Acho que essa é a questão, o que sinto por ele me surpreende a cada dia. Não imaginei que um arcanjo tão irritante e irresponsável fosse capaz de despertar algo tão forte dentro de mim. Não imaginei que eu fosse capaz de me apaixonar de novo, aliás. Por algum tempo, pensei até que meu coração estava morto para esse tipo de coisa e que era melhor assim.

Mas ao voltar da morte, Gabriel fez com que eu me sentisse vivo de novo e acreditasse que, apesar dos problemas que a vida de caçador implica, talvez eu pudesse ser... feliz um dia? Quem sabe.

Ainda quero acreditar nisso, porém é difícil manter qualquer esperança quando a ausência de notícias e um retorno dele que nunca acontece me atormentam dia após dia.

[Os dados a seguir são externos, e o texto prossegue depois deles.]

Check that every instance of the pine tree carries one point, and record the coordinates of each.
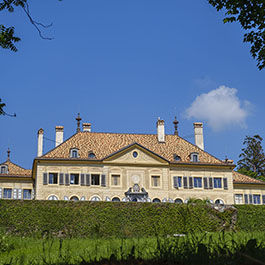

Tenho caçado mais nos últimos tempos. Preciso me concentrar em qualquer outra coisa para não enlouquecer de preocupação.

Dean também tem focado bastante nas caçadas. Ele está melhor em comparação com os dias que sucederam seu resgate, mas é nítido que precisa do negócio da família como uma espécie de terapia também. Enquanto salva pessoas e caça coisas ao meu lado, ele se sente melhor com ele, com o mundo, e a culpa pela história com Miguel vai perdendo força.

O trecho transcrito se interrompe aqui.